Create a linked list with unidirectional links (forward). NOTE: starting
with an empty circular buffer is no supported.
"""
function SingleLL(
	data :: Vector{T}, ::Type{N} = Int;
	copy_data = true, sparsity_factor :: Int = 1,
	circular = false
) where {T, N}
	if sparsity_factor < 1
		throw(ArgumentError("sparsity_factor should be one or more"))
	end
	if !copy_data && sparsity_factor > 1
		throw(ArgumentError(
			"You cannot disable copy_data and have sparsity_factor greater than one" *
			", use the default constructor for this kind of fiddling."
		))
	end
	if circular && isempty(data)
		throw(ArgumentError(
			"You cannot start with an empty circular buffer, the circularity is " *
			"engraved into the elements, not the list itself."
		))
	end
	sparsity_factor = convert(N, sparsity_factor)

	isempty(data) && return SingleLL{T, N}(copy_data ? copy(data) : data, N[])

	if isone(sparsity_factor)
		data = copy_data ? copy(data) : data
		next = collect(convert(N, 2):convert(N, length(data)))
		next[end] = circular ? one(N) : zero(N)
		return SingleLL{T, N}(data, next)
	end

	n = length(data)
	m = n * sparsity_factor
	data_ = Vector{T}(undef, m)
	next = zeros(N, m)
	j :: Int, i :: Int = 1, 1
	while i <= n
		data_[j] = data[i]
		next[j] = j + sparsity_factor
		j = next[j]
		i += 1
	end
	next[j - sparsity_factor] = circular ? one(n) : zero(n)

	return SingleLL{T, N}(data_, next)
end

import Base.iterate
function Base.iterate(l :: SingleLL{T, N}) where {T, N}
	isempty(l.next) && return nothing
	i = 1
	while iszero(l.next[i]); i += 1; end
	return (l.data[i], l.next[i])
end

function Base.iterate(l :: SingleLL{T, N}, i) where {T, N}
	iszero(i) && return nothing
	return (l.data[i], l.next[i])
end

end # module
1 Like

Thanks for your answer, this works for me too!

Is the output of collect correct?
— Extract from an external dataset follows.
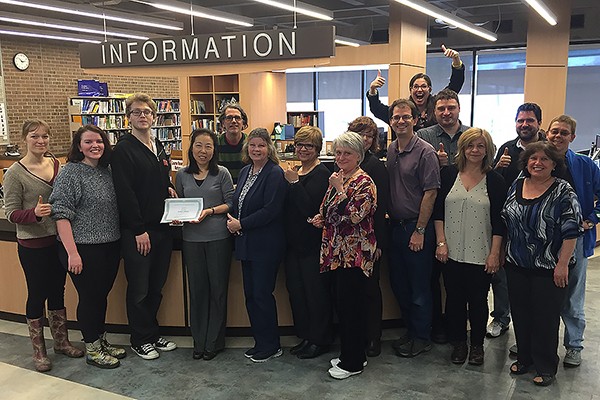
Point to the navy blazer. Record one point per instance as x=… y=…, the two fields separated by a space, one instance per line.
x=263 y=236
I was expecting to see a list of (String, Integer) pairs.

Well, the iteration returns the current Node, but if you want to return only the name and value, you do something like:

julia> Base.iterate(node::Node, state::Node = node) = state.name => state.value, state.child

julia> collect(node)
3-element Vector{Any}:
 "x" => 1
 "y" => 2
 "z" => 3

For my specific use case, i realized that having an Array where every next Node is a child of the previous Node is much better than having a linked list, because my situation is much more simpler, since every Node can only have one and only one child or no child.